Next federal election | The Bloc wants to grab Liberal seats in Estrie

(Ottawa) The Bloc Québécois will be working hard this week in the hope of sending a strong signal to Estrie, a region where the party wants to make gains at the expense of the Liberals in the next general election.

“Yes, we have our sights set on Estrie,” admits Bloc leader Yves-François Blanchet in an interview with The Canadian Press.

And the Bloc will not do things by halves. Not only will he hold his pre-sessional caucus in Sherbrooke, but he also organized a symposium on energy in Bromont and no less than thirty meetings of MPs with civil society here and there.

The Bloc is neck and neck with the Liberals in voting intentions in several coveted ridings in the region. And they know it very well.

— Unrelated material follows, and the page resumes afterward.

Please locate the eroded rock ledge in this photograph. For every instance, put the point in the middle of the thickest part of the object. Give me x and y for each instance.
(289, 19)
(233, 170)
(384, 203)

« Brome-Missisquoi, Sherbrooke [et] Compton-Stanstead are obviously places where we will go and question people more often, ”says Mr. Blanchet.

As well immediately send distinguished greetings respectively to Liberal MPs Pascale St-Onge, Élisabeth Brière and Marie-Claude Bibeau.

All of this “starts from a disappointment”: that the distribution of seats in Quebec remained the same during the last general elections in 2021. “We had hopes for Estrie, loose Mr. Blanchet. We must have gone about it incorrectly. »

He notes that the approach will be “a bit different” this time around. The Bloc members will deal extensively with the “Estrienne and Sherbrooke identity” which is “entrepreneurial and economic”.

And Yves-François Blanchet is not shy in an interview to praise “this innovation, this proximity to international axes in terms of development” of the region. This is “properly remarkable,” he said. As for “high technology between Bromont and Sherbrooke”, it is “recognized” and constitutes “a cutting-edge sector to work on”.

“Conservative thugs”

One week before the start of the parliamentary term, the progress of the Conservatives in national voting intentions does not worry the Bloc members too much, assures Yves-François Blanchet.

“A Conservative comeback positions us to win Liberal seats, then a Liberal comeback positions us to win Conservative seats because we, our voting intentions are either flat or up,” he said.

According to the most recent sounding by Abacus Data, Pierre Poilievre’s Conservatives would win 40% of the vote. They are followed by Justin Trudeau’s Liberals at 26% and Jagmeet Singh’s New Democrats at 19%.

In Quebec, the Bloc leads in voting intentions. This same poll gave them 30%, the Liberals 28%, the Conservatives 25% and the New Democrats 12%. But a few days earlier, the gap was more significant when the Léger firm placed the Bloc at 26%, the Liberals at 30%, the Conservatives at 18% and the New Democrats at 10%.

In recent days, Pierre Poilievre has increased attacks against the Liberals, but also against the Bloc Québécois. In particular, he has repeatedly described carbon pricing as a “Blanchet-Trudeau tax”.

“Justin Trudeau and the Bloc who punish your work, take your money, tax your food, and double the price of your accommodation,” the Conservative leader had launched in front of his activists gathered in congress in Quebec.

This change in tone had already not gone unnoticed by Yves-François Blanchet when he conducted the interview a few days earlier. He already said he expected “extremely tense” relations this fall with “conservative thugs” with whom “it’s a clear break”.

Mr. Blanchet criticizes them for not behaving in a “noble” way by producing “negative advertisements based on lies”.

With respect to carbon pricing, for example, “they [les conservateurs] extirpate what suits them to associate me with Trudeau who, currently, obviously, is not at the best of his popularity.

“Obviously, with this nonsense, we get disgusted on social networks,” he sighs.

In any case, Mr. Blanchet says he does not believe that Pierre Poilievre will form a majority government.

In fact, it would be “very, very bad” for Quebec for any party to hold a majority of the seats in the House of Commons, according to him. And conversely, a minority government would be a scenario in which the Bloc has a greater balance of power to “impose its will on important issues for Quebec”.

“I don’t see Quebecers being subjected to conservative values, oil values, anti-abortion values, conservative conspiratorial values. I think they have no desire to be subject to a Trudeau government that many people are completely fed up with. »

It will be a busy political week as the Liberals will also hold their pre-sessional caucus in London, Ontario. Next Monday, elected officials will return to the House for the resumption of parliamentary work.